И сейчас путешественник сразу же с вокзала попадает в Брюгге на тихие улицы с каналами, проходит вдоль старинных серых или бурых домов, друг к другу прижатых, окунаясь в какую-то особую поэтическую атмосферу. И, когда входит он в крохотный музей при старинной больнице и видит там творения Мемлинга, ему сразу же близко и понятно его искусство. Да, вот живопись этого города, да, именно такая живопись должна была радовать людей, которые жили в конце XV века в готическом нежном и пасмурном Брюгге!
В раннюю фламандскую живопись Мемлинг внес лирику, мечтательную поэзию. Понять его, проникнуть в самую глубину того настроения, которое разлито в его картинах, в каждой фигуре, в позе ее, лице, складках ее облачения и в каждом деревце безмятежного сладостного пейзажа за окном или где-то на заднем плане, словно выглядывающего из-за фигур, можно лучше всего именно в Брюгге. Кругом вас в этом сонном городе с узкими улицами, узкими готическими домами у серых вод, на которых дремлют лебеди; все охвачено той же поэзией, той же плавной, туманной романтикой.
После страстной картины Гуго ван дер Гуса, после знаменитой «Мадонны каноника ван дер Пале» Яна ван Эйка, красующихся в том же музее при госпитале св. Яна в Брюгге, несколько изощренное очарование Мемлинга — все же пленительный отдых для посетителя. В шедевре его, раке св. Урсулы, все лирично, нежно и, даже когда изображена трагедия, нет страха, нет страданий, нет ни малейшей напряженности. Драматизм никогда не удавался этому женственному, порой манерному мастеру, да и был ему глубоко чужд.

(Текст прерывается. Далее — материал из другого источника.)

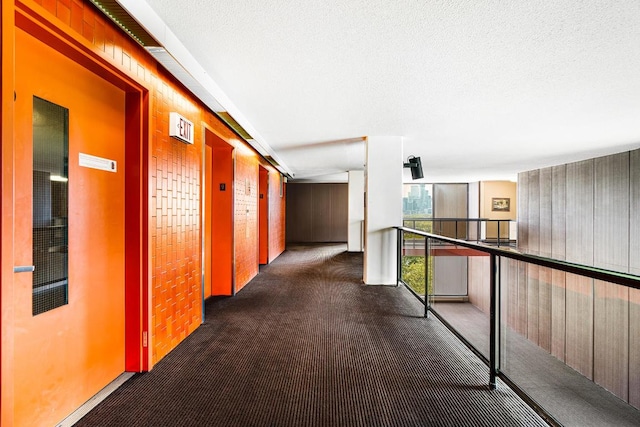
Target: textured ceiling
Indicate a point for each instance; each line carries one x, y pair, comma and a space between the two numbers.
477, 89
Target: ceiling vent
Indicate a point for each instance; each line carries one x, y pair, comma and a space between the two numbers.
231, 122
117, 14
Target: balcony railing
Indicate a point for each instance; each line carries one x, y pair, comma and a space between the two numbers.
499, 232
531, 318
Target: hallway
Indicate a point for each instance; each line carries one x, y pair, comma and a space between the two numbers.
306, 344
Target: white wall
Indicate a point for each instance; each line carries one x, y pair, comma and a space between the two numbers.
383, 186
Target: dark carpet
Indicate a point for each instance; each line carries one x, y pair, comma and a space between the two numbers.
307, 344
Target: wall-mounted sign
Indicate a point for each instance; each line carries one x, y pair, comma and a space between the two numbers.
180, 128
100, 163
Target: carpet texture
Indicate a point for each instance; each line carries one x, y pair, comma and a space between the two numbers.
307, 344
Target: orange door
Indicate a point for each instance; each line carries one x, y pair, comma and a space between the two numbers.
70, 346
263, 215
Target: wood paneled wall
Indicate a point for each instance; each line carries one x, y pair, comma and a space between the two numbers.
585, 212
317, 212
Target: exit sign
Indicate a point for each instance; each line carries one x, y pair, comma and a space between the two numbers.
180, 128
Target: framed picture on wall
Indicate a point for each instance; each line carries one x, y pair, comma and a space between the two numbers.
500, 204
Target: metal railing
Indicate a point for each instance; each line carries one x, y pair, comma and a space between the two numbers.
480, 230
502, 263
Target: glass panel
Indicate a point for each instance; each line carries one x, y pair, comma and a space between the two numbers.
417, 202
413, 263
50, 205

Женский портрет его под названием «Сибилла». Какая-то тайна разлита по лицу этой задумчивой некрасивой женщины, и что-то загадочное, словами не передаваемое, светится в ее широко раскрытых глазах, скрыто сжатыми губами, схоронено пальцами, безмятежно и ровно сложенными.
«Мадонна с младенцем» в том же музее — быть может, самое поэтическое создание ранней фламандской живописи, а в лице юноши на створке (особенно запоминаются его губы, полураскрытые, пухлые, такие живые, что, кажется, чувствуете на себе его дыхание) такая внутренняя правда и столько вдохновения, что стоишь перед этой картиной как бы зачарованный.

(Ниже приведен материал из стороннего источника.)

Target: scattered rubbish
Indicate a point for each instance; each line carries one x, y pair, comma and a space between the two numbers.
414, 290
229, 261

XV век на исходе. Каков же итог пройденного пути? В Италии к этому времени уже зреет всеобъемлющий гений Леонардо да Винчи, который принесет изобразительному искусству полное раскрепощение. А в Нидерландах? Ван Эйк, Рогир ван дер Вейден, Гуго ван дер Гус и Мемлинг дали в живописи видение мира, неведомое Италии. Но композиция у них еще скованна, сочетание фигур не образует единого целого, нет единства тона, законы перспективы не изучены, а лишь подчас угаданы, трехмерное пространство не является еще для художника родной стихией, и он часто робеет, вступая в него. Чего-то очень существенного, даже капитального не хватает еще великой живописи Нидерландов.
Но прошло то время, когда нидерландские мастера не видели иного живописного образца, чем свое собственное творчество. Слава итальянского искусства озаряет теперь всю Европу. Этой славе суждено было сыграть важнейшую роль в развитии нидерландского искусства.
Наступает новая эра в истории человечества. Мир находится накануне открытия Америки. Эпоха Возрождения утверждает универсализм гуманистической культуры, преодолевающей средневековую замкнутость. «Вместо старых потребностей, удовлетворяющихся отечественными продуктами, возникают новые, для удовлетворения которых требуются продукты самых отдаленных стран и самых различных климатов. На смену старой местной и национальной замкнутости и существованию за счет продуктов собственного производства приходит всесторонняя связь и всесторонняя зависимость наций друг от друга. Это в равной мере относится как к материальному, так и к духовному производству. Плоды духовной деятельности отдельных наций становятся общим достоянием»[2].